劇場公開日 2007年3月10日

「私はこの作品、好きです」ラストキング・オブ・スコットランド こもねこさんの映画レビュー(感想・評価)

4.0私はこの作品、好きです

2013年3月11日
PCから投稿
鑑賞方法:映画館

知的

最初はヒーローに見えたアミンが、次第に残忍性をおび、ついには誰も信用できない孤独な独裁者になっていく姿に、観客さえも恐怖を感じる、リアリティあふれる作品。

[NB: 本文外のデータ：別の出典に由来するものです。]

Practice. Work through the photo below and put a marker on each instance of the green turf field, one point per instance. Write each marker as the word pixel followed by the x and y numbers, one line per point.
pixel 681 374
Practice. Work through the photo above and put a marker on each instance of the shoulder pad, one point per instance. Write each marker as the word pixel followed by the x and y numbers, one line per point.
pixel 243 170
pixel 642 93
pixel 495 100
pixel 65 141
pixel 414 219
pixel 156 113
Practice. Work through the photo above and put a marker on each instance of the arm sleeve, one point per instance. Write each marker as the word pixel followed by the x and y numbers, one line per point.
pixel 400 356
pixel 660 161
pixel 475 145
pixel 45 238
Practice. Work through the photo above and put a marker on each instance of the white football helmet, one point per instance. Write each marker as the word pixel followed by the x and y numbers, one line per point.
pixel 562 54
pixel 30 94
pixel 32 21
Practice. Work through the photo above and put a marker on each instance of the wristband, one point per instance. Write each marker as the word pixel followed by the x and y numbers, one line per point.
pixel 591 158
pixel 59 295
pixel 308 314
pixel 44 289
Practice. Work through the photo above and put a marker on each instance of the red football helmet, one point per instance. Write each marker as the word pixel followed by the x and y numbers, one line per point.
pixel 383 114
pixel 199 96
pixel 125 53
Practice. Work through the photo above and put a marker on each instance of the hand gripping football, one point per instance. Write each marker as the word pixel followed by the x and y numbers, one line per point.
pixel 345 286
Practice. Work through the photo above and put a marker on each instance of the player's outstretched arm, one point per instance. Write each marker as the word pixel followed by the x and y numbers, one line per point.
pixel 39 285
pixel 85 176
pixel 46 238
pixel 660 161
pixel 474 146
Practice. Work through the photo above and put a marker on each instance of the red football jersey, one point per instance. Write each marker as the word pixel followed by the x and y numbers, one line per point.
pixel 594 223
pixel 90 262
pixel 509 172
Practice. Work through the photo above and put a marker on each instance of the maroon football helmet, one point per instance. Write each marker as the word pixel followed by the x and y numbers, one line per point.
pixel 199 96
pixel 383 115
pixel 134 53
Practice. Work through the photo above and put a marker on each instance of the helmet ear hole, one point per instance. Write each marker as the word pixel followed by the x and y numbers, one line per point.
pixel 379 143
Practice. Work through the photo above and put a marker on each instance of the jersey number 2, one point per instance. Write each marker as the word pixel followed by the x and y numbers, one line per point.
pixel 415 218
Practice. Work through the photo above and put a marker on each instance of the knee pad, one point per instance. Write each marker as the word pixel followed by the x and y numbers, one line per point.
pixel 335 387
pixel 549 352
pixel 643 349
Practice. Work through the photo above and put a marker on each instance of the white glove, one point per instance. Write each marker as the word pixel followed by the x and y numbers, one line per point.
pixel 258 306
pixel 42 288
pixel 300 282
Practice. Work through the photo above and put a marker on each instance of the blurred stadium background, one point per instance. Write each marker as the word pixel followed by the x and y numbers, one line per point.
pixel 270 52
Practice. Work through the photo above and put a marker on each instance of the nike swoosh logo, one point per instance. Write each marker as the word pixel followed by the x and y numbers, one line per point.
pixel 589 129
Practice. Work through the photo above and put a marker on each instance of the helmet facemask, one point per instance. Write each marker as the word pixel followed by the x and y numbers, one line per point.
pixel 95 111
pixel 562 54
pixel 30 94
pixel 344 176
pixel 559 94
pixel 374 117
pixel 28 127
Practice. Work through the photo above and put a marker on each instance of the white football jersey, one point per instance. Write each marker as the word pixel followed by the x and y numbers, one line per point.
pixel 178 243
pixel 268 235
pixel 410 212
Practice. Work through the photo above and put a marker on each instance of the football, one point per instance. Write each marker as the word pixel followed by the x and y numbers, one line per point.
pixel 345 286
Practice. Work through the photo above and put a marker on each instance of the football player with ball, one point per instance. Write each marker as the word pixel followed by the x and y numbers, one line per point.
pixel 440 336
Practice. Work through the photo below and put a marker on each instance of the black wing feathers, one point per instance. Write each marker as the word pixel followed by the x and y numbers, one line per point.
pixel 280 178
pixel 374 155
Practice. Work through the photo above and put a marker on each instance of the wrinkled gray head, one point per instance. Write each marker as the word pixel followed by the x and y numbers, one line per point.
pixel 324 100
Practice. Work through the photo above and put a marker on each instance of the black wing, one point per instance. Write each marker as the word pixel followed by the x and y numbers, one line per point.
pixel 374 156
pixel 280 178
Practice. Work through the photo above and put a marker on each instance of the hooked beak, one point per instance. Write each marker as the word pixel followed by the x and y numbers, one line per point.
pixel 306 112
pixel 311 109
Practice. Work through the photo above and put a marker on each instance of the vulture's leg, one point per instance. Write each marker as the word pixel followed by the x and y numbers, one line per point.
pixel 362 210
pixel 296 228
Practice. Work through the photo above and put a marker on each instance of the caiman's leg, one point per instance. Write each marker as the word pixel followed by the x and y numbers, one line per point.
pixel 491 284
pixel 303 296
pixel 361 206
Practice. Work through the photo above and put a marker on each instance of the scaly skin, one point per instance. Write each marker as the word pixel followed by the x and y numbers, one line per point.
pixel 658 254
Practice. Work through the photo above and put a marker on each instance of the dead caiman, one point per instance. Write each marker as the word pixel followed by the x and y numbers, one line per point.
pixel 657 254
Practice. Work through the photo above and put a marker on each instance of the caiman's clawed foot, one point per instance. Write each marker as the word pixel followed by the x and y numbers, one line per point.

事実は、側近のスコットランド人医師などいなかったようだけど、本当にいたように思わせるくらい、アミンの残忍性に飲み込まれていく側近が、見る者に、みじめで痛々しく感じさせたのも、監督の演出の力が大きい。事実とフィクションをうまくおりまぜた構成も見事!なものでした。

それは、原作に順ずる形で製作されたからなのですが、もしアミン大統領だけを描こうと思うのなら、特にフィクションの存在に重きをおく必要はなかったはずです。それでも、原作と同じように、作品全体のストーリーテラーのような形でもあり、アミンの存在を浮き彫りにさせる意味で、あえてフィクションであるスコットランド人医師を登場させたのは、実は、アミン大統領のウガンダにおけるイギリスという国家の重要性を見せようとしたからではないかと思います。

ヨーロッパ列強がアフリカに進出してから、アフリカ各国はヨーロッパへの資源のための草刈場のような扱いをうけてきました。それが戦後になってもなおつづき、自国のためなら手段を選ばない、介入を繰り返していたのです(それはアメリカがベトナムやイラクへ介入していったのとまったく同じ理由でしょう)。そんなイギリスの理不尽さを、あえてフィクションの存在をおいて、そちらを浮き彫りにしよう、としたのように思います。また、そのスコットランド人医師の、ちょっと軽い言動や行動というのも、イギリスの国家そのものがアフリカの国のことなど、たいして重要と考えてないことの象徴のようにも見えました。

そう考えると、この作品、とても示唆にあふれている、見方によって面白い解釈ができるのではないかと思うのです。その意味では、政治家の人に、ぜひ見てほしいですね。

また、アミンのカリスマ性と残忍性をうまく演じたフォレスト・ウィテカーの演技も見事!アカデミー賞も当然といったものでした。こんな見どころの多い作品、見逃すべきではないでしょう。